P.S. For the Red Sox fans who read this blog, my one comment on events in December is: “CC, AJ and Tex. Hahahahahahahhaha. (Oh, yeah, don’t forget A-Rod, Mo, Jeter and Joba. See you in the playoffs.)”

New Years Feast

I mentioned in my previous post that I could eat Mekong fish all day. New Year’s Day put that statement to a test. It seems that eating fish on that day is a Lao tradition, at least among Nai’s family and friends. About 20 good-sized fish were purchased, cooked and eaten, with friends and relatives dropping by from time to time to enjoy the feast. I kept nibbling, right along with everyone else, and by the time all the food was taken care of, I was stuffed. Here’s a sampling of the New Year fare, which also includes noodles, sticky rice, various greens, papaya salad, spicy bean paste dip, and, of course, the ever present bottles of Beer Lao.

Food1-w

But, what’s a holiday feast without friends and family? Below, from left to right, are a cousin (name unknown), Nui (Nai’s sister), a friend of the family (name unknown), and camera ham Nai.

Food-and-Friends1-w

Of course, many other people came and went, some staying to dance to the music blaring from loudspeakers set up outside by Pui, one of Nai’s brothers. Here’s Nui and her mother enjoying a dance together.

Nui-and-Mer2

Here’s Nai with some friends and cousins enjoying the day.

Nai_and_Cousins

Finally, this fellow was already two sheets to the wind and was pretty much out of it by the end of the festivities.

Beer_Drinker

Next up: Christmas in Vang Vieng

Back in Action, Lao Food

[Note: edited at 4:30 pm, Monday, Yeosu time.]

Wow, looking back at my archives, it appears that this is the longest time I have gone between posts; I’ll definitely try to be more diligent in the future.

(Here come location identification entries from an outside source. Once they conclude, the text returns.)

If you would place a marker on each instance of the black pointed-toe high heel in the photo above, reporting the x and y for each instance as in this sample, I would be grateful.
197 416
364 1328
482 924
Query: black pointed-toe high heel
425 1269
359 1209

Obviously, I’m back in Yeosu, suffering through the Korean winter. Located high on a hill, the university gets more than its share of wind, and when the temperature drops below freezing, it feels more like zero (fahrenheit). It reminds me very much of Montana winters, sans the snow. I wish I were back in Laos again, where, for the most part, the weather was perfect–sunny days and mild nights, with temperatures in the 80s and mostly low humidity. I’d never been in Laos this time of year and I was surprised at the number of other tourists visiting the country. It’s high season during December, January and February, and Vientiane and Vang Vieng were packed, relatively speaking. I made a quick trip into Nong Khai, Thailand, and coming back through Laos immigration took around and hour, much longer than it normally takes. I’ll write more about the trip in later posts.

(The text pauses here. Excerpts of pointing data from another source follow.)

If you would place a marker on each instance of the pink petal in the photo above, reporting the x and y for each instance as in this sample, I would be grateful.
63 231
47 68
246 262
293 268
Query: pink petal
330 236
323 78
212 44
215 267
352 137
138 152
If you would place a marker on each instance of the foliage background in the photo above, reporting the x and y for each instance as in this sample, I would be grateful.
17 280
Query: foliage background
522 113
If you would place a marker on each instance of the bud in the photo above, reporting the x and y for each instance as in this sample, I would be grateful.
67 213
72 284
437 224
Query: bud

I’ve been going through the pictures I took while I was on vacation, trying to decide which ones to post here. This first group will be food related, for no particular reason than that they seemed to stand out more than the others.

Many Lao people still cook in the traditional way, over an open fire, mainly because they can’t afford a gas or propane stove. The smell of burning wood brings back memories of many Montana campfires. Here’s the main “stove” at Nai’s family’s house.

Cook-Fire_2-w

Yep, a one-burner fire. Almost all the cooked food is prepared here, the day’s rice, fish, meat, chicken and whatever. Below are the simmering ingredients for “noodle soup chicken,” as Nai calls it. When the veggies and chicken are done, you add some water and precooked noodles, simmer for a while, and eat.

Cook-Fire_1-w

So, what is my favorite Lao food? I’m glad you asked. It’s just plain ol’ fish, barbecue style, stuffed with lemon grass (I think), fresh from the Mekong. I could eat these beauties all day long.

Fish-w

Ok, since I’m writing this early on Monday morning, I find that I’m running out of time and I must go to work soon. Check back tomorrow for more on Lao food.

P.S. As promised, I posted a photo of the Hanoi Noi Bai airport restaurant on the previous entry.